La toile accrochée au mur sert de cibles à plusieurs diodes chercheuses. La scène peinte est touristiquement banale, elle présente des flamants roses pataugeant dans la mare d’un zoo. Leur plumage est criblé de cercles lumineux. La surface du tableau laisse apparaître un faisceau de points brillants. Le tramage lumineux se calque comme une seconde peau et use lux et kilowatts pour tatouer l’image. Rideau de théâtre, spectre lumineux, camouflage de néons. L’impact des spots donne un rendu proche de celui d’un imprimé. Comme les mauvaises reproductions des journaux, la toile résonne étonnamment, son bruissement marie ondes lumineuses et peinture colorée. Le mariage des deux tisse un tramage particulier. Les deux rectangles se répondent en se superposant l’un sur l’autre. La grenaille lumineuse s’abat sur la toile et la perce de mille impacts rosâtres. Crachant ses cercles lumineux, l’abat-jour, en forme de lampe médicale pour bloc opératoire, tente de radioscoper l’essence même de la peinture. Gabellone plonge à l’intérieur de la matière pour en explorer et en exploiter tous les contours.

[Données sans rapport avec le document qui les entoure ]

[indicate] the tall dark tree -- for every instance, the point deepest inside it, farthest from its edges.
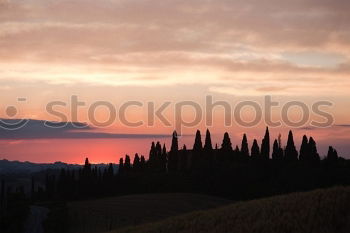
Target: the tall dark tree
(304, 149)
(244, 146)
(265, 145)
(121, 166)
(174, 142)
(314, 156)
(332, 155)
(137, 163)
(226, 145)
(142, 163)
(255, 151)
(291, 153)
(275, 151)
(197, 147)
(127, 163)
(164, 159)
(173, 159)
(207, 145)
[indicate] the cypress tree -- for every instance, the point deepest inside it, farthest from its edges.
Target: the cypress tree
(173, 154)
(275, 151)
(255, 151)
(244, 146)
(197, 147)
(291, 153)
(304, 149)
(136, 163)
(127, 163)
(226, 145)
(121, 166)
(314, 156)
(207, 145)
(265, 145)
(332, 155)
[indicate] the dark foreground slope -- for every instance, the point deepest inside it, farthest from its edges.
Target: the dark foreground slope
(320, 211)
(105, 214)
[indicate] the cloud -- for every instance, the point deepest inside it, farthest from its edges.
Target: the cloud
(224, 44)
(38, 129)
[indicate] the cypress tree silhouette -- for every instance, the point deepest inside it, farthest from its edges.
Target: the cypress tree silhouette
(137, 163)
(127, 163)
(164, 159)
(142, 163)
(314, 156)
(265, 145)
(208, 147)
(196, 159)
(244, 146)
(304, 149)
(275, 151)
(332, 155)
(255, 151)
(226, 145)
(183, 159)
(87, 165)
(226, 150)
(173, 154)
(121, 166)
(197, 147)
(291, 153)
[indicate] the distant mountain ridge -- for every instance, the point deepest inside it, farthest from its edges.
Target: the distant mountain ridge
(15, 167)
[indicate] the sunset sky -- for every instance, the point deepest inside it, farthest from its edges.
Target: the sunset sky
(170, 50)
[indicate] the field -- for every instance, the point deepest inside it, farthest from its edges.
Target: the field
(112, 213)
(320, 211)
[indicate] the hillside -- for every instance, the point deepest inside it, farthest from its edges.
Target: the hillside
(111, 213)
(320, 211)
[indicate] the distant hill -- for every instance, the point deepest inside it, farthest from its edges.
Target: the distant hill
(326, 211)
(15, 167)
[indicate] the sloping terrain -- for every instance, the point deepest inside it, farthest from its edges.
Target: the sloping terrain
(320, 211)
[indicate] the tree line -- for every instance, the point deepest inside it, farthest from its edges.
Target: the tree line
(235, 172)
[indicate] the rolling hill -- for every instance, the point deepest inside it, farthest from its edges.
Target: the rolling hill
(320, 211)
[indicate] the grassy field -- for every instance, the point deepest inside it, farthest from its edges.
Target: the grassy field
(112, 213)
(320, 211)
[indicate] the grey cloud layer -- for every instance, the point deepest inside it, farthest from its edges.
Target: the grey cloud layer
(151, 38)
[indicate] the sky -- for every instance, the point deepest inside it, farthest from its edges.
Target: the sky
(170, 50)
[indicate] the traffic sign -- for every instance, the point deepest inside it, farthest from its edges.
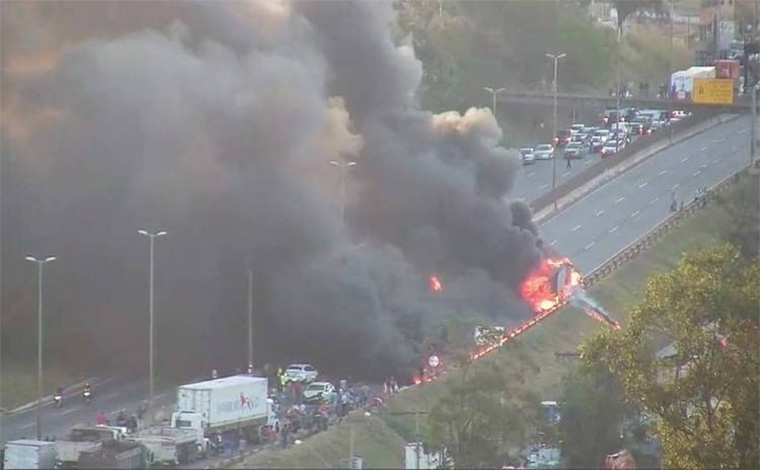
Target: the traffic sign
(713, 91)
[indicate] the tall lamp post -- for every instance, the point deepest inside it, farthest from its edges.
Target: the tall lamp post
(555, 58)
(343, 169)
(152, 237)
(494, 92)
(40, 263)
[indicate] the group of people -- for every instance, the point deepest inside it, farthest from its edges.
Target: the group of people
(122, 420)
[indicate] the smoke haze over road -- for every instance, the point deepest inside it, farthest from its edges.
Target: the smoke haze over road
(215, 121)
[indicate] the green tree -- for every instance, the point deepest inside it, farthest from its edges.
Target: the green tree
(593, 412)
(743, 208)
(484, 413)
(700, 390)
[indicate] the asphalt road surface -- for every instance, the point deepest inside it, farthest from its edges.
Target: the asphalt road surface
(57, 422)
(598, 226)
(589, 232)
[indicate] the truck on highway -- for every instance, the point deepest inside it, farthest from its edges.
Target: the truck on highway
(67, 452)
(236, 406)
(126, 454)
(169, 446)
(28, 454)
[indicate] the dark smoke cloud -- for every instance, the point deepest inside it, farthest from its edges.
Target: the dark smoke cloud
(215, 121)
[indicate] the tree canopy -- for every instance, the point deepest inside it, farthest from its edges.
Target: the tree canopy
(690, 360)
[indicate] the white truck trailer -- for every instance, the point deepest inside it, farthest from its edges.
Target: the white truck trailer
(234, 406)
(29, 454)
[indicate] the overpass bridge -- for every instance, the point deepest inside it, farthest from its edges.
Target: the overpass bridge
(742, 103)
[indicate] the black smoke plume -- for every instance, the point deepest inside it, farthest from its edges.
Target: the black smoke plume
(216, 121)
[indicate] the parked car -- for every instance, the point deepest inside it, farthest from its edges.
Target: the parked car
(318, 390)
(527, 155)
(544, 152)
(637, 128)
(301, 373)
(573, 150)
(610, 148)
(563, 137)
(598, 139)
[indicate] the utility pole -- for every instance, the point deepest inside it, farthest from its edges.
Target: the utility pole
(250, 321)
(351, 447)
(494, 92)
(556, 58)
(753, 134)
(617, 74)
(151, 389)
(416, 414)
(343, 170)
(40, 263)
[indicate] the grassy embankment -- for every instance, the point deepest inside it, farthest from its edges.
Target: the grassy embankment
(379, 439)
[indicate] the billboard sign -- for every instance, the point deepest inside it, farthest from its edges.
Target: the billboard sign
(713, 91)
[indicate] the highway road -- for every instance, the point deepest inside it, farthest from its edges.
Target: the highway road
(111, 397)
(589, 232)
(602, 223)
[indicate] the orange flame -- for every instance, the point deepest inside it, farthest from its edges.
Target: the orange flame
(435, 284)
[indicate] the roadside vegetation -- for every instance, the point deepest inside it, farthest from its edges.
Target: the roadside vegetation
(591, 394)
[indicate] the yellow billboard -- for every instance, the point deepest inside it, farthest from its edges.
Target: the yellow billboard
(713, 91)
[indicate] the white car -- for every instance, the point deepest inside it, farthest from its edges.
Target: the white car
(577, 128)
(544, 152)
(316, 389)
(527, 155)
(301, 373)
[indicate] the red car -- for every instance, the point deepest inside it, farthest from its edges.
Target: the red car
(563, 137)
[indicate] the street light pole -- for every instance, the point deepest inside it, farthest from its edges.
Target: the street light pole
(343, 169)
(250, 321)
(152, 237)
(494, 92)
(556, 58)
(40, 264)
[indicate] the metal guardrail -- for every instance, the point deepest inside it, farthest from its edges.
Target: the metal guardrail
(644, 242)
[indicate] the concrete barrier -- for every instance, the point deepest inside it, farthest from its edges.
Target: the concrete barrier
(611, 167)
(646, 241)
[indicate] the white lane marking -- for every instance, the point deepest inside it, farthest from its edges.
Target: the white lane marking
(110, 396)
(69, 411)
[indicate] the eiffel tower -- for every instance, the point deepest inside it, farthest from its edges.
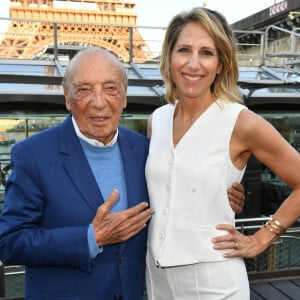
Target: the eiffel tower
(38, 25)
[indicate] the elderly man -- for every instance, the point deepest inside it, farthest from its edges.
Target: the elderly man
(55, 221)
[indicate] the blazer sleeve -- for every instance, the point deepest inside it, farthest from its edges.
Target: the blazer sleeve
(24, 237)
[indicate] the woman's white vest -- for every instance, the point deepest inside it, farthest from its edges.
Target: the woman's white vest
(188, 184)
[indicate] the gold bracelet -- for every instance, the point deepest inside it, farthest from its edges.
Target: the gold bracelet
(278, 224)
(275, 226)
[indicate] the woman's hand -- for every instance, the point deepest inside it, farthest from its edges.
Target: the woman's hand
(241, 245)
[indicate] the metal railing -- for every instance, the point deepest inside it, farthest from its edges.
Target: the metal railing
(282, 255)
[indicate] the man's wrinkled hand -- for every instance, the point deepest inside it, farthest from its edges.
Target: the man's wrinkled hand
(111, 228)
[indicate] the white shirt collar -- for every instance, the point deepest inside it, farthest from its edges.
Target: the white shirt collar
(93, 142)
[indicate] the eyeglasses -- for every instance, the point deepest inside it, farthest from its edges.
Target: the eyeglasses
(87, 92)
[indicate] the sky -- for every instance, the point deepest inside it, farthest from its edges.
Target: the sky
(158, 13)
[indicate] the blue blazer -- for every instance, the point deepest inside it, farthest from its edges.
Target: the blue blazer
(51, 198)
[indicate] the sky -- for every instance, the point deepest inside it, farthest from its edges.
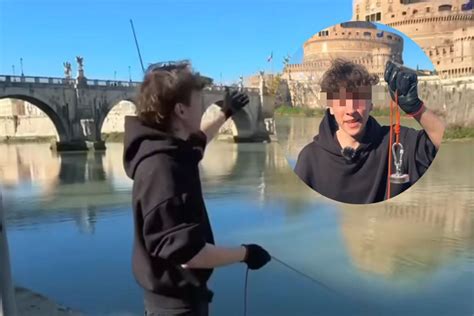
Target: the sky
(224, 39)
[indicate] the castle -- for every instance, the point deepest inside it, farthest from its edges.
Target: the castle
(358, 41)
(444, 29)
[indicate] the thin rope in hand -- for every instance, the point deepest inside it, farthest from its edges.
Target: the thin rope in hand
(394, 111)
(294, 270)
(245, 291)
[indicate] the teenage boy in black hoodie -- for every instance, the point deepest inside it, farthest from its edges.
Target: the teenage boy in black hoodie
(347, 161)
(174, 251)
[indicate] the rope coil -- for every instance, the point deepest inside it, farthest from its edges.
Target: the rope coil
(394, 112)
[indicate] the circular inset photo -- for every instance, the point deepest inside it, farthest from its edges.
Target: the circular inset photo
(371, 113)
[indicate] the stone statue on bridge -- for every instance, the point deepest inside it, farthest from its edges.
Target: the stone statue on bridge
(81, 79)
(67, 70)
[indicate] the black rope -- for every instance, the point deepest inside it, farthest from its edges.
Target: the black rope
(321, 284)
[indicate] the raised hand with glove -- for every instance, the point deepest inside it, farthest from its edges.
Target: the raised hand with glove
(233, 102)
(256, 257)
(404, 82)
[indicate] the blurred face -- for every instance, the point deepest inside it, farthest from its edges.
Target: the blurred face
(351, 110)
(190, 115)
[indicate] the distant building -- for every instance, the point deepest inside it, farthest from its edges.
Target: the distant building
(444, 29)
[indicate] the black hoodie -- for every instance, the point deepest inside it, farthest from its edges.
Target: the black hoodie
(361, 178)
(170, 218)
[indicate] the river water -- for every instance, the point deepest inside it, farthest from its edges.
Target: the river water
(70, 229)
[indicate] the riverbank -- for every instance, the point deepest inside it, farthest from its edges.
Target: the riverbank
(31, 303)
(452, 133)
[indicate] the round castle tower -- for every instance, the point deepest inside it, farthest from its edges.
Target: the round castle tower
(443, 28)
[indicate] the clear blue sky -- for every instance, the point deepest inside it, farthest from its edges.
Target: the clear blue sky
(219, 36)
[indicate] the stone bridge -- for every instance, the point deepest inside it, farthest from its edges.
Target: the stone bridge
(78, 109)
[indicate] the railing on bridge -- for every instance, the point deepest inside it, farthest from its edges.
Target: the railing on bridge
(92, 82)
(66, 81)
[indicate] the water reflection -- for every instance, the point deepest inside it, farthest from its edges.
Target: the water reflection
(406, 242)
(421, 239)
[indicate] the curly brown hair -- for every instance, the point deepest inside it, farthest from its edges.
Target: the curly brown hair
(346, 74)
(161, 90)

Après la peinture aux mille ampoules, les sculptures aux mille facettes. Le même travail d’approfondissement et d’éclatement se retrouve dans ces miroirs ébranlés. Le long du mur des formes pointues, pareilles à des antennes d’insecte, descendent et dressent leurs pointes.

Ces sabres claires, aux nombreux contours, sont des serpents qui s’immiscent dans la pièce et prennent soin de maintenir le spectateur à distance. Hallebarde en branle, épée de Damoclès suspendue, ces pièces d’orfèvrerie sont des boucliers d’airain, polies à l’extrême, qui réfléchissent la salle d’exposition. Les écailles du miroir proposent au regard autant de facettes que d’angles différents. L’exploration passe par une multiplication des points de vue. L’expérience consiste à suivre à la trace ces boas carénés comme les navires de guerre furtifs. Mais loin d’être invisibles aux yeux des radars, ces diadèmes, mi-insectes mi-diamants, se donnent à voir en s’abandonnant dans des postures étirées.

Ces antennes réverbèrent la lumière et se transforment en astre tout puissant et aiguillent notre sens de l’observation, à la manière des machines de surveillance inventées pour les prisons du 19ème siècles. Les fameux panoptiques permettaient à un seul gardien d’observer toutes les cellules disposées en ruche d’un seul regard. Il embrassait d’un tour de tête tous les détenus sans être vu. De la même manière les stalactites miroiriques observent et réfléchissent leur environnement, à la manière des tours de verre. Vitres sans tain, reflets glacés, la ville s’échoue sur ces falaises d’un nouveau genre, centre financier monopolisant le pouvoir économique. Tous ces aspects sont présents dans les intentions de l’artiste, ils lui permettent de continuer ses recherches sur l’observation.

Giuseppe Gabellone
Untitled, 2006. Miroirs, bois. 160 x 125 x 115 cm.
Untilted, 2006. Impression numérique, structure en acier, Led, lentilles de verre. 181 x 203 cm + 145 x 35 cm.